Muro Kyūsō (室鳩巣) or Muro Naokiyo (直清) (March 30, 1658 - September 9, 1734), was a Neo-Confucian scholar and an official of the Tokugawa shogunate during the rule of Tokugawa Yoshimune. Muro was responsible for the reintroduction of orthodox neo-Confucianist thought into government and societal life, attempting to reverse the growth of unorthodox views that were becoming popular during this time. He was also an author of Neo-Confucianist works, such as the Shundai Zatsuwa and Rikuyu engi taigi, although much of his work would only be known posthumously. Muro was a proponent of the Chu Hsi school of thought.

== Life ==
Muro was born in Yanaka, Musashi Province (modern day Tokyo) and from an early age loved books and study. At the age of 15, he travelled to the Kaga Domain and was able to gain employment by the daimyō of the region. The cottage he lived in was given the name "Pigeon Nest" and from this he adopted the name Kyuso, a name he would keep until the end of his life.
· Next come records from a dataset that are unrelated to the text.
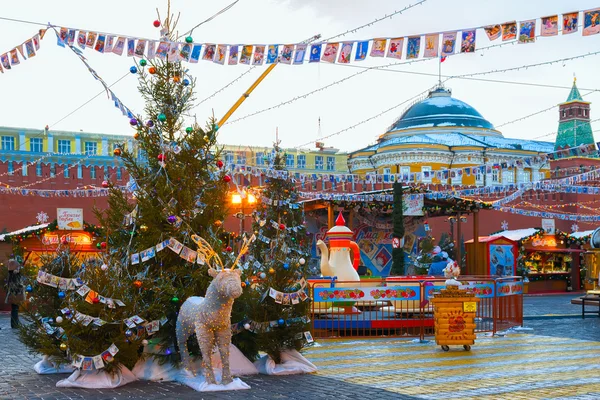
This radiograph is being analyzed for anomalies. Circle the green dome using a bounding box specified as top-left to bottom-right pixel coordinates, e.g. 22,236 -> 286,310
389,87 -> 494,132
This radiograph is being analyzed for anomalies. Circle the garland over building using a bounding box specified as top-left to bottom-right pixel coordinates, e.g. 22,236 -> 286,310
348,86 -> 554,186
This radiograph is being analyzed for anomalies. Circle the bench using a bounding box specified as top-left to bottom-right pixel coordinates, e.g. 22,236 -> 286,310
581,290 -> 600,319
Muro was a disciple of Yamazaki Ansai and strove to purge all traces of Shintoism from Edo Neo-Confuciansim.

From 1711 until the day of his death, Muro was a devoted member of the Tokugawa government, receiving the highest rank the government awarded to scholars at the time. As a severe devotee to orthodox neo-Confucianism, his authority helped him fight against critics of the doctrine.

On September 9, 1734, Muro died and was buried in Edo at his own request.